# Segmenting and Clustering Neighborhoods in Toronto

In this notebook we will explore, segment, and cluster the neighborhoods in the city of Toronto. However, the neighborhood data is not readily available on the internet. A Wikipedia page exists that has all the information we need to explore and cluster the neighborhoods in Toronto. We will need to scrape the Wikipedia page and wrangle the data, clean it, and then read it into a pandas dataframe so that it is in a structured format.

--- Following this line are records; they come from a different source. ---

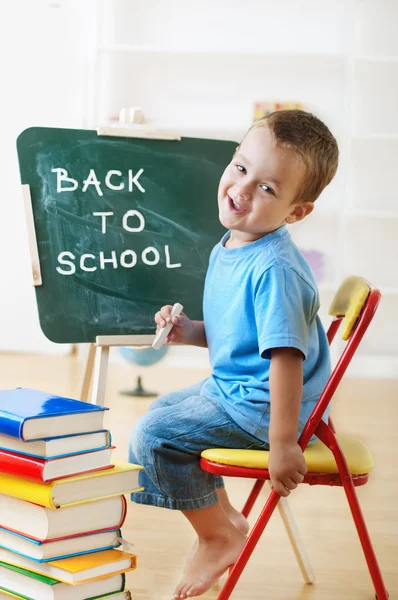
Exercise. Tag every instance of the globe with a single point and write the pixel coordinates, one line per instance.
(142, 357)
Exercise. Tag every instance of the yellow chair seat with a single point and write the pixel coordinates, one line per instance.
(318, 457)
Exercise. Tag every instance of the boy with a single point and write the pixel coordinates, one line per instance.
(268, 350)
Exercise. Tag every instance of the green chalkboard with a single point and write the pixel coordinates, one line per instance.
(109, 274)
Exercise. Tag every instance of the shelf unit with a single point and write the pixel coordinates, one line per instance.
(343, 66)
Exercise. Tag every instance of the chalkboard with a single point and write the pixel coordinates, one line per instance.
(123, 226)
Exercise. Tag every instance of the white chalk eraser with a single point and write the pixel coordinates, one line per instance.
(164, 332)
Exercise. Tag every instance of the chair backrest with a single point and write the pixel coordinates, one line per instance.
(354, 305)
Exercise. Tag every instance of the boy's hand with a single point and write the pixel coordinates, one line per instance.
(287, 467)
(182, 325)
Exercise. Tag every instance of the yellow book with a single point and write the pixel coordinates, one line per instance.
(126, 595)
(122, 479)
(76, 569)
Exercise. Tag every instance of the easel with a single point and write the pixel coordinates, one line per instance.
(131, 124)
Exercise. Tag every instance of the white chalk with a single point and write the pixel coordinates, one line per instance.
(164, 332)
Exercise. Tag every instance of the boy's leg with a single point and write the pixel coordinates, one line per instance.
(168, 443)
(220, 544)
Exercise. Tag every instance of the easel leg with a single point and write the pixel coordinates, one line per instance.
(88, 373)
(100, 372)
(295, 540)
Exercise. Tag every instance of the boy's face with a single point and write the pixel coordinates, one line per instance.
(257, 191)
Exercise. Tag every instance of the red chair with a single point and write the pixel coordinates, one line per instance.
(333, 459)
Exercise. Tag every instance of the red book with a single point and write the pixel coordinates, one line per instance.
(44, 471)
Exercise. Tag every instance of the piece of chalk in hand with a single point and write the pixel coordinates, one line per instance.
(164, 332)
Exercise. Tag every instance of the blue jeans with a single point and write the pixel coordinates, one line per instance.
(168, 440)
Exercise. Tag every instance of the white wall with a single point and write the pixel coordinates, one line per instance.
(199, 67)
(46, 57)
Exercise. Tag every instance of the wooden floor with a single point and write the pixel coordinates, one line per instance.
(162, 539)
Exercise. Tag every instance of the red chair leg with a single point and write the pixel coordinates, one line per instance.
(258, 486)
(364, 537)
(328, 437)
(248, 548)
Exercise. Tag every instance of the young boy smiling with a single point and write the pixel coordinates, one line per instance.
(268, 350)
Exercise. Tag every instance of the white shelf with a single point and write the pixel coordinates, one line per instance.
(375, 136)
(376, 59)
(128, 49)
(373, 214)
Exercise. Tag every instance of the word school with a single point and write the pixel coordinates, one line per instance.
(128, 258)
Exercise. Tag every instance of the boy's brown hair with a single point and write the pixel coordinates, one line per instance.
(312, 141)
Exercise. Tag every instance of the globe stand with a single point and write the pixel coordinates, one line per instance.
(139, 391)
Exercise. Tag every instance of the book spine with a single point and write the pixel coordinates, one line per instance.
(11, 425)
(21, 466)
(31, 491)
(58, 539)
(124, 513)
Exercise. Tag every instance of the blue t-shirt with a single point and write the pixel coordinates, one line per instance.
(258, 297)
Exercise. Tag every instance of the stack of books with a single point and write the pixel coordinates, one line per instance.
(61, 501)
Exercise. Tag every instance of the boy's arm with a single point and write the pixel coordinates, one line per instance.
(286, 462)
(198, 334)
(184, 331)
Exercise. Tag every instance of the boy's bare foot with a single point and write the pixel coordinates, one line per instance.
(236, 518)
(213, 557)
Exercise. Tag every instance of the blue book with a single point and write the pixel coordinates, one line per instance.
(59, 447)
(28, 414)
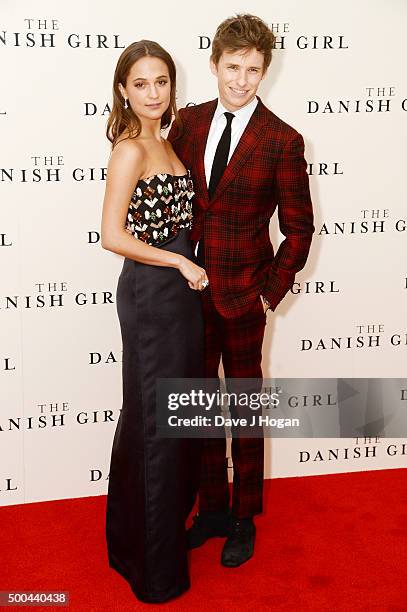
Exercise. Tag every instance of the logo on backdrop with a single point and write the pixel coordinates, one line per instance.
(370, 221)
(363, 448)
(8, 484)
(51, 415)
(55, 294)
(303, 42)
(325, 169)
(50, 169)
(7, 364)
(314, 287)
(48, 33)
(380, 99)
(366, 336)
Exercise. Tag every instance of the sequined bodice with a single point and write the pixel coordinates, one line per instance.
(160, 206)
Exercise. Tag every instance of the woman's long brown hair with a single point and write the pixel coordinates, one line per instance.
(122, 118)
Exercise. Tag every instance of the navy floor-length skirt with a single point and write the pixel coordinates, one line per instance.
(153, 480)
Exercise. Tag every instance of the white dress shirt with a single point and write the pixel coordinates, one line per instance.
(239, 123)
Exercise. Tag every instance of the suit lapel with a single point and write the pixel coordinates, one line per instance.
(248, 141)
(205, 121)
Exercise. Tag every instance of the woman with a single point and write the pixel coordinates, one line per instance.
(146, 218)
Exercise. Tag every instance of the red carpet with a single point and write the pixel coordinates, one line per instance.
(325, 543)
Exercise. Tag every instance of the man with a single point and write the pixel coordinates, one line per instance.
(246, 163)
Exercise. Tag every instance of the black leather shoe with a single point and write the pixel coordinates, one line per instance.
(208, 525)
(239, 546)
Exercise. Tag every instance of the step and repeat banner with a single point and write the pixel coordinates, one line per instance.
(338, 76)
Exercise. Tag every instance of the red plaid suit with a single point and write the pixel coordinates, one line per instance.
(267, 171)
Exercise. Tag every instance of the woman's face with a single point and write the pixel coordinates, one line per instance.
(148, 88)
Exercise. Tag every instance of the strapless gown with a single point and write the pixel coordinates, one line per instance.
(153, 481)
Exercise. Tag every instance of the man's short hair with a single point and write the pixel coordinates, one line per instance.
(240, 33)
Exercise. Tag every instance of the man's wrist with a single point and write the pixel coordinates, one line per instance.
(266, 303)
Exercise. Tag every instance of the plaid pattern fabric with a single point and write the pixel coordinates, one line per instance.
(239, 341)
(267, 172)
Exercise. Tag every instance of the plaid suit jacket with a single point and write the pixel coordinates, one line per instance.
(267, 171)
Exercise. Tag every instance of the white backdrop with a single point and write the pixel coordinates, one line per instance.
(338, 75)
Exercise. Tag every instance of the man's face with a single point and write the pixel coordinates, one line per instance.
(239, 74)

Let's start importing the required libraries. _requests_ will be used to retrieve the Wikipedia paga, and _BeautifulSoup_ to scrape the page.

In [1]:
import pandas as pd
import numpy as np
import requests
from bs4 import BeautifulSoup

Retrieve the page with the data, and verify the response is correct (code 200 = Ok).

In [2]:
page = requests.get("https://en.wikipedia.org/wiki/List_of_postal_codes_of_Canada:_M")
page.status_code

200

Now we use _BeautifulSoup_ library to parse downloaded page. We verify the title of the page is correct.

In [3]:
soup = BeautifulSoup(page.content, 'html.parser')
print("Page Title: '{}'".format(soup.title.get_text()))
neigh_table = soup.table

Page Title: 'List of postal codes of Canada: M - Wikipedia'


Now extract data from the page, which is in the table of postal codes. We loop over all the rows and columns to obtain the data. The dataframe will consist of three columns: PostalCode, Borough, and Neighborhood.

In [4]:
#columns = [col.get_text().strip('\n') for col in neigh_table.tbody.find_all('th')]
columns = ['PostalCode', 'Borough', 'Neighborhood']
rows = [[col.get_text().strip('\n') for col in row.find_all('td')] for row in neigh_table.tbody.find_all('tr')]
rows[0:5]

[[],
 ['M1A', 'Not assigned', 'Not assigned'],
 ['M2A', 'Not assigned', 'Not assigned'],
 ['M3A', 'North York', 'Parkwoods'],
 ['M4A', 'North York', 'Victoria Village']]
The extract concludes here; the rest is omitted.